二人とも 1980 年代後半に大学を卒業し、紀谷は外交官として、日本が世界に接する前線に立つようになりました。ナイジェリア、アメリカのワシントン DC、バングラデシュに駐在して、日本の外交や国際協力の現場を経験します。山形は研究者として職業生活に入り、1990 年代後半から、何冊かの開発経済学の教科書を執筆したり編集したりしました。そして 2004 年にバングラデシュで紀谷と出会います。そのころ日本政府は主要な援助受入国について国別援助計画を作成しようとしており、紀谷と山形はそれぞれ実務レベルで、バングラデシュ現地 ODA タスクフォースの調整役(紀谷:在バングラデシュ日本国大使館経済協力班長)と東京タスクフォースの主査(山形:アジア経済研究所研究員)という立場で、協力して日本の対バングラデシュ国別援助計画の原案を作成しました。

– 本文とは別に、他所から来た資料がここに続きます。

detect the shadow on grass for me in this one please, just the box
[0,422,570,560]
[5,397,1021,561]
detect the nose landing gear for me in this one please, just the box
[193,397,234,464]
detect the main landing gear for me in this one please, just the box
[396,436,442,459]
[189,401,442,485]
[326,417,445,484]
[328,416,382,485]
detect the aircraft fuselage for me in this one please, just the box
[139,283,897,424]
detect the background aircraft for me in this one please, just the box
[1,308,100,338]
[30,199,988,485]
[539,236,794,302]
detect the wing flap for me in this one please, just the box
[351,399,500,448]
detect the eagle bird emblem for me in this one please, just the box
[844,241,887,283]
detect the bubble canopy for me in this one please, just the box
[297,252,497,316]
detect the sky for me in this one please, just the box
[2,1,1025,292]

二人が社会人になった 1980 年代後半から今日まで、世界や日本には大きな変化がありました。1991 年にソビエト連邦が崩壊して、東西冷戦構造が消滅しました。1990 年代前半に日本の政府開発援助(ODA)供与額は世界一でしたが、その後はアメリカやヨーロッパのいくつかの国々に追い抜かれていきます。中国を含む東アジア諸国は貧困削減と経済発展を進め、中国は今や大きな援助供与国になっています。日本の国際的な地位も、多くの分野でアメリカと肩を並べた、と思われていた 1990 年代と現在とでは、少なくとも相対的な意味での低下が見られます。

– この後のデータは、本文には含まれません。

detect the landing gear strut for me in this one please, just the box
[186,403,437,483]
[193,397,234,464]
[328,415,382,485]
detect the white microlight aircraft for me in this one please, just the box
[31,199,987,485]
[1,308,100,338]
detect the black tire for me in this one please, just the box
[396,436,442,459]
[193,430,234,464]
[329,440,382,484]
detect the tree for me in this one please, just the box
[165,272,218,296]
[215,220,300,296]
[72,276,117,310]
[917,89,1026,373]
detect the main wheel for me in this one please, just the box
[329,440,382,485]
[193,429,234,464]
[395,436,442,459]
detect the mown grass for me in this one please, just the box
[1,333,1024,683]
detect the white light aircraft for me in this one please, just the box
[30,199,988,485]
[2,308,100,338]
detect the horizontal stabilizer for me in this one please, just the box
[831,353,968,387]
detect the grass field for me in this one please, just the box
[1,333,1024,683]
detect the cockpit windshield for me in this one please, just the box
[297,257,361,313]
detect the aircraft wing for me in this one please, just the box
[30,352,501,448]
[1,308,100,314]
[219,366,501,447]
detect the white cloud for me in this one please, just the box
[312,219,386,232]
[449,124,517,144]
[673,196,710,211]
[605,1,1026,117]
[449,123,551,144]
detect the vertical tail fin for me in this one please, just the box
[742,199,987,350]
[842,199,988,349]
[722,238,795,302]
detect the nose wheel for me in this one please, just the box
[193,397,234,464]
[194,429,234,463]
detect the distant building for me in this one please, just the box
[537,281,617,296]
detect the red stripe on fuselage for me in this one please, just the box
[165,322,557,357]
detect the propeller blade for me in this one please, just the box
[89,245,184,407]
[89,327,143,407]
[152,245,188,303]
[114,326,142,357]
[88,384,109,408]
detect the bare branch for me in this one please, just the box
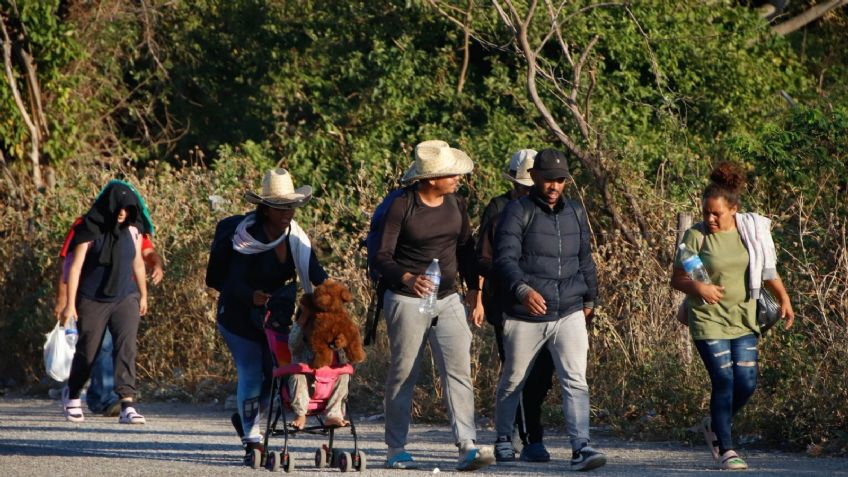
[570,35,599,102]
[139,0,169,79]
[509,0,586,160]
[490,0,515,32]
[1,16,41,190]
[457,0,474,94]
[426,0,502,49]
[772,0,848,36]
[562,2,626,23]
[544,0,574,66]
[624,6,666,95]
[19,49,47,137]
[583,67,596,132]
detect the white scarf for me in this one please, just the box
[231,213,314,293]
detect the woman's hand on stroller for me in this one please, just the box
[252,290,271,307]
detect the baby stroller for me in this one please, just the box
[252,328,366,473]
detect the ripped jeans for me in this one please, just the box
[694,334,758,452]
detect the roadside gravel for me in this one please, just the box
[1,397,846,476]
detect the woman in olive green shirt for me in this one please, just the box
[671,162,794,470]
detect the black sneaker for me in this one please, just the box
[520,442,551,462]
[494,440,515,462]
[570,446,606,471]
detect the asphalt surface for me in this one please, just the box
[1,397,847,476]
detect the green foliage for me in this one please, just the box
[0,0,84,163]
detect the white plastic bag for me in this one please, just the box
[44,322,75,381]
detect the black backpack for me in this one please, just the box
[205,214,245,291]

そんな中で私たち二人は、2019 年の今現在、日本と世界の関係や、国際協力・開発援助のあるべき姿について、これまで様々な場で議論・発信してきた考えを整理して世に問うべきではないかと思いました。というのは、特に国際開発における「国益」の位置付けが、(第 1 章で詳述するように) 2015 年の開発協力大綱の閣議決定以来、重みを増してきたのではないかと思われているからです。国益を国際開発の中でどう位置付け、具体的にどう解釈するのか、という問いは長く議論されてきました。それが今日、新しい重要性を有する課題として、国際協力に従事する人々に突き付けられています。

この課題に対して我々二人は、それぞれの見方、姿勢を持っています。二人の見方や姿勢がすべて完全に一致していたわけではありません。しかしその違いも含めて立論し、読者の議論に付すことが有意義だろうと考えました。そこで本書を「意見の応答」の形で構成するように企画しました。

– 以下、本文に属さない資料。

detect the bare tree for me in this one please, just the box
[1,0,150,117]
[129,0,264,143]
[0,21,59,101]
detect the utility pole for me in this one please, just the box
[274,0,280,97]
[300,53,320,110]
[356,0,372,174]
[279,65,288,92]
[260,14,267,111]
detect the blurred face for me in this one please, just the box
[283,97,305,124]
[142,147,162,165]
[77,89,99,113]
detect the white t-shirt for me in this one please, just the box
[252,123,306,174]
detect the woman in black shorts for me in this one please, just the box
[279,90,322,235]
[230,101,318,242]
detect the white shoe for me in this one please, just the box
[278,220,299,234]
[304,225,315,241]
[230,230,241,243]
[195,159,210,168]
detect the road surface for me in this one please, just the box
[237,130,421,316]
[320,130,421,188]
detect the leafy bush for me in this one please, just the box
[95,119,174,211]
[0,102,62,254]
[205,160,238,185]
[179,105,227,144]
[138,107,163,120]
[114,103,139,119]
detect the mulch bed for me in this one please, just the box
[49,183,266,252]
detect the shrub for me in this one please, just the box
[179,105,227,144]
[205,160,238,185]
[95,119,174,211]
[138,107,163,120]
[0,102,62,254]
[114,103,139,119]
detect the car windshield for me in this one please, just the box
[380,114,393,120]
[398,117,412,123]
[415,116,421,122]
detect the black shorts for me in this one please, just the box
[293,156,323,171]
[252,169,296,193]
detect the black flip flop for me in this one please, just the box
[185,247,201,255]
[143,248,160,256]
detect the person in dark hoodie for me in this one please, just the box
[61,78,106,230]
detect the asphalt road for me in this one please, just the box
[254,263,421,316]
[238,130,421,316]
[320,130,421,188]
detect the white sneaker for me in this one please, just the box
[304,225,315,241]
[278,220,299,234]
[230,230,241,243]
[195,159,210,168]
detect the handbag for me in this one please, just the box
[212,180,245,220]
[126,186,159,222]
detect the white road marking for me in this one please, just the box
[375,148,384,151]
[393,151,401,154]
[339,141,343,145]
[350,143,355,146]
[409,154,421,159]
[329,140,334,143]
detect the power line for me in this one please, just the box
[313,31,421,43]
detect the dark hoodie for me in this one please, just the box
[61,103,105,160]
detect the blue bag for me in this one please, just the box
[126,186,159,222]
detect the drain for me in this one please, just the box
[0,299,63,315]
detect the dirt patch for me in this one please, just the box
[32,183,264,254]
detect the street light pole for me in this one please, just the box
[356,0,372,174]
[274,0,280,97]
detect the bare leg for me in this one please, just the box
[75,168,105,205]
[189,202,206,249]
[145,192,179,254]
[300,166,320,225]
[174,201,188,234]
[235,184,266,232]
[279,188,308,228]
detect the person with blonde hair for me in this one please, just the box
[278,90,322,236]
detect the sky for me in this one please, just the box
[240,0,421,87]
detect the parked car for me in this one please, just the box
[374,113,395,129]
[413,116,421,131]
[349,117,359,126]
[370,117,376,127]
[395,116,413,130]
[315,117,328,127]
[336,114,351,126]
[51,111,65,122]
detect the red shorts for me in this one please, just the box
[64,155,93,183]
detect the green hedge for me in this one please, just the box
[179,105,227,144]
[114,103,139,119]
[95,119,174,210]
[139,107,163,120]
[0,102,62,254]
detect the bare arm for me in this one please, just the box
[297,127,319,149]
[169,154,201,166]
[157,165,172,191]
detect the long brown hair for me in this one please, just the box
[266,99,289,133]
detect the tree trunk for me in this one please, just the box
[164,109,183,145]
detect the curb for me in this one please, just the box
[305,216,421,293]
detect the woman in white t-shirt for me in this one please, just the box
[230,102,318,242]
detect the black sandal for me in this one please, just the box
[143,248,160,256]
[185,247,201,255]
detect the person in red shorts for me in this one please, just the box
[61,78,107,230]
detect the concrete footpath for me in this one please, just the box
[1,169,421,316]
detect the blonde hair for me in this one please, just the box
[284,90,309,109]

まず第 1 章では山形が、国際開発の文脈における国益の現れ方について問題提起をします。「誰のために」という言葉を吟味した後で、「何のために協力すべきか」という論理を整理します。これらの整理を念頭に置きながら、読者が本書を読むことを求めます。

第 2 章では紀谷が国益に世界益を対置します。開発で世界益を追求し、外交で国益を達しようとするわけですが、両者が必ずしも対立・矛盾するとは限らないことに、国益と世界益の両立と共存、同時達成と相乗効果の可能性を見出します。

これに対して山形は第 3 章で留保を表します。現在「世界益」の象徴と目されている「持続可能な開発目標(Sustainable Development Goals: SDGs)」でさえも、17 もの多くの目標の集合体となっていることから、世界各国の国益に応じた「良いとこどり」が許される構造になっており、「国益と世界益の両立」の手段となり得ていないことを嘆きます。むしろミレニアム開発目標(Millennium Development Goals : MDGs)が真剣に追い求められていた 2000 年代の最初の 10 年のような時代が再び訪れることに期待を示します。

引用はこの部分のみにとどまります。